Kim had experienced the heat of protest before, notably in 2004, when as director of the World Health Organization’s HIV/AIDS department he led an initiative aimed at getting 3 million people in developing countries on AIDS treatment by 2005. “There were days the BBC would light up with very critical stuff, sometimes directed at me personally, and I would walk into the office just feeling so bad, like I wanted to crawl into a hole,” says Kim. “But after a few days these things pass. What I understood from that experience is that if it’s the right thing to do, you just have to do it.”
Listen to or read enough of the administration’s budget reduction messaging and you will be clobbered over the head with the word “strategic.” Never just cuts, strategic cuts made by the Strategic Budget Reduction Initiative (SBRI)—not done across the board, mind you, but strategically. The implication to nervous College alumni and observers: Don’t worry, we’re not going to harm the “Dartmouth experience.”
Although hiring was delayed on more than a dozen vacant faculty positions, no faculty were laid off, and student academics went largely unchanged, though some course offerings were reduced.
“The most valuable experience that the students have is when they’re working intensively on projects with individual faculty members,” says Kim. “You can call that inefficient, but I would call that high value. What do we need to do to be able to create more experiences like that? I think what we need to do is to free up money from the administrative side so that we can invest more in the educational side.”

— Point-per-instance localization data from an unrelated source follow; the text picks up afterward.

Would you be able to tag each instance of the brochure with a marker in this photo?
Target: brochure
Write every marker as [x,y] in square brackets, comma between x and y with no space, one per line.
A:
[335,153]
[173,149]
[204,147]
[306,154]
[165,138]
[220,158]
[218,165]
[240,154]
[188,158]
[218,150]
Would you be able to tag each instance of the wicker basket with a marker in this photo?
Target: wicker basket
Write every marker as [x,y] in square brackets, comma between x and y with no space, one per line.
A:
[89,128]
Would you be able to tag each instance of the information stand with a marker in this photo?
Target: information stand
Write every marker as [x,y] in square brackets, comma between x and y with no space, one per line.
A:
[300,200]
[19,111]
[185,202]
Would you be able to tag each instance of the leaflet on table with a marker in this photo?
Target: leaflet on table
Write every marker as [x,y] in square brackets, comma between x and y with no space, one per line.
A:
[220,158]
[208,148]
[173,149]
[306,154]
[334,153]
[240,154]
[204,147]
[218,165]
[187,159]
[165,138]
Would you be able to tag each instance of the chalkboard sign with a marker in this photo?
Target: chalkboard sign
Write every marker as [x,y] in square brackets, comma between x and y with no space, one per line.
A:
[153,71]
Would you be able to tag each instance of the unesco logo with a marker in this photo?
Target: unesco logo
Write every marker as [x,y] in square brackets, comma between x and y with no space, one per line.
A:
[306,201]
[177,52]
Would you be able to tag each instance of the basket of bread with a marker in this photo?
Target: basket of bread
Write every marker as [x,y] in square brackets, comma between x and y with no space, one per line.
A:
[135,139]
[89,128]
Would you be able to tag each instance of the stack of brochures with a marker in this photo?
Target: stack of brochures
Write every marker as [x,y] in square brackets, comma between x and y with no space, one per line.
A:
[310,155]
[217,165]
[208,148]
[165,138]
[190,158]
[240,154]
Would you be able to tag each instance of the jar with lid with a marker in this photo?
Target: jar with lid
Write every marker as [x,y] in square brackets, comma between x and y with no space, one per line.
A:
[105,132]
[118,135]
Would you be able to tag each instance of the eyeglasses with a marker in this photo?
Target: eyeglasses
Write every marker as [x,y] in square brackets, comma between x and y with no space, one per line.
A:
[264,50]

The real secret sauce to the SBRI was in the horizontal cuts, the streamlining of campuswide administrative areas such as benefits, IT, procurement and finance. This type of restructuring and belt-tightening is commonplace in business, but almost unheard of in higher education, according to Kim’s team.
As Kadish and Jimenez examined Dartmouth’s administrative systems, it was clear that inefficiencies were complicating what should be simple tasks. As they mapped each transaction, creating mind-bogglingly complex flow charts, they were surprised to see how many shadow systems existed for any given transaction. “There were tracking systems to track other departments doing their systems,” says Jimenez, “If someone lost a paper once, a system was created to prevent that problem from recurring.”
In other cases policies were inconsistent from one part of Dartmouth to another, which created confusion and led to errors. For example, one department’s travel policy required receipts for expenses of $75 and up, another for $50 and up, and a third for anything greater than $1.
“There are 3,056 staff at Dartmouth, of whom 300 or 400 touch our financial processes,” says Kadish, whose title changed to executive vice president and chief financial officer in June 2010 as part of an administrative reorganization. “Some people only do a particular transaction once or twice a month, which makes them more likely to get it wrong.”
By creating five new financial centers to centralize tasks such as processing a new hire, issuing reimbursement for travel expenses or purchasing supplies, the goal is for Dartmouth’s financial transactions to become faster, more efficient and easier to track. Two centers have already been established with three more to come.
Procurement, too, had become fragmented. The team’s analysis showed that the Dartmouth faculty and staff of 4,060 had been ordering 703 different types of pens and 204 varieties of sticky notes. The amount Kadish’s team estimated would meet 90 percent of the need? Ten pens and three sticky notes.
Kadish is quick to absolve anyone from blame for past inefficiencies, noting that it’s normal for businesses to develop this way, individuals creating systems to solve their teams’ problems. “I always say it’s good people trying to make the best decision with the information they have,” says Kadish. The SBRI, he believes, offers a once-in-a-generation opportunity to organize, streamline and declutter.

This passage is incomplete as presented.